Splendour no more: Saul to sell Byron Bay’s premier festival site
Capital Gain
The former home of the Splendour in the Grass festival in Byron Shire on the NSW North Coast is being sold by a conglomerate, including Byron Bay music and arts events veteran and entrepreneur Brandon Saul.
The vast 229-hectare freehold property is at 126 Tweed Valley Way in Wooyung, North Byron.
Parklands, which hosted the festival for more than two decades but then abruptly cancelled in 2024 when pop superstar Kylie Minogue was set to headline, is 15 minutes from Byron Bay’s town centre and within 30 minutes of both Gold Coast Airport and Ballina Byron Gateway Airport.
The price was not disclosed, but expectations are around $35 million. Savills’ Leon Alaban and Selin Ince are handling the sale.
The site has approvals in place that could see it developed into an ultra-luxury private estate, a wellness retreat, or a boutique eco-development.
Splendour-organiser Secret Sounds revealed in January that the festival won’t return in 2025. The multi-day event “needs a little more time to recharge” but would “come back even bigger and better when the time is right”, the company said.
Derelict site
The derelict site of the former Balmain Leagues Club has been offloaded to Sydney-based property developer PERIFA, part of Versatile Group, along with investment partner Mitsubishi Estate Asia.
No price was disclosed, but the previous owner, the Sydney-based property investment house Heworth Holdings, paid $75 million for the property, known as Rozelle Village, in 2018.
The unloved building, on a prime intersection at Victoria Road and Darling Street, has been vacant for 15 years since it was sold to make way for the NSW government Metro Transport Project.
The new owners want to accelerate plans to turn the 7330-square-metre site into an $800 million mixed-use, “cultural and community” precinct.
They intend to build a diverse range of residential buildings, including a mix of premium private residences and affordable housing, alongside commercial, retail, communal open spaces and a long-awaited new home for the Wests Tigers rugby league club.
Demolition at the site is nearing completion, with the project currently progressing through a State Significant Development Application process. Versatile Construction will begin main building works by the end of June 2025, with project completion anticipated in 2028.

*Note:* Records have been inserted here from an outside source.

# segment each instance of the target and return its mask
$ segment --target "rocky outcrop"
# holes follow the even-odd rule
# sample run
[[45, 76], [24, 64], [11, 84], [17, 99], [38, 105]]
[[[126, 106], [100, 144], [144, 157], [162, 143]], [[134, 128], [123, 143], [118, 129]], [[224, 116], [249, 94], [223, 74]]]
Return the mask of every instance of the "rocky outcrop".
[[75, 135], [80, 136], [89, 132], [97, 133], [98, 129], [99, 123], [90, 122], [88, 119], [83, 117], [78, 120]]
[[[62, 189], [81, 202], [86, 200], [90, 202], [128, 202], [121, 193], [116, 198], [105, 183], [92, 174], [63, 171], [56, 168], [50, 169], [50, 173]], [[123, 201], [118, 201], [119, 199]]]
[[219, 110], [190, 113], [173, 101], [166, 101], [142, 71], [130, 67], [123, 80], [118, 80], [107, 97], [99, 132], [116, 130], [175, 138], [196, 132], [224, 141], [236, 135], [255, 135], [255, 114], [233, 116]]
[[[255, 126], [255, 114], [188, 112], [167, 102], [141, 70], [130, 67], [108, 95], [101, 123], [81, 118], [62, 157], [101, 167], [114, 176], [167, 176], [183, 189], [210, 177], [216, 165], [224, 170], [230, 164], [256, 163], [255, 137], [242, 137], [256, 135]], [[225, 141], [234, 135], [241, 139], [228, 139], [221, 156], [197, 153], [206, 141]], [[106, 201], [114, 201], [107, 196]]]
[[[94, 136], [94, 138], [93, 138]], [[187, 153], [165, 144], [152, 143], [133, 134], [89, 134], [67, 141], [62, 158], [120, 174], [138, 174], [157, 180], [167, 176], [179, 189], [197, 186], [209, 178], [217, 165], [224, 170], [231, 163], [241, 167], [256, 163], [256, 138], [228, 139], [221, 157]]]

David Milton, managing director of residential projects at CBRE, will work with the developers.
Ring the till
ISPT Retail Australia Property Trust is testing the retail market, offering its high-performing NSW shopping centre in the Blue Mountains for sale.
The cost-of-living crisis hitting consumers is not diminishing investors’ interest in convenience-oriented retail property. The 5400-square-metre centre is anchored by a strongly performing Coles supermarket, which accounts for more than 86 per cent of the lettable area on a long-term lease until 2033, with options until 2073.
The Katoomba Village benefits from significant local trade, with the Coles outlet performing above the Urbis Benchmark average for a single supermarket-anchored shopping centre, said CBRE’s James Douglas, who, along with James Sherley, JLL’s Sam Hatcher, David Mahood and Sebastian Fahey, has been appointed to sell the asset.
Sold to Yi
A versatile high-density residential development site located in a strong Sydney growth corridor has been sold to Yi Capital for $24.5 million.
The 1263 sq m landholding at 153–155, 157 Anzac Parade and 7 Addison Road in Kensington spans three separate titles and has a mixed-use development opportunity.
With two street frontages on a corner site, the property has a passing holding income of about $470,381 per annum and a building height limit of 31 metres.
Colliers National Director Trent Gallagher handled the sale, and Colliers Valuations expert Christopher Milou supported the Singapore-based buyer.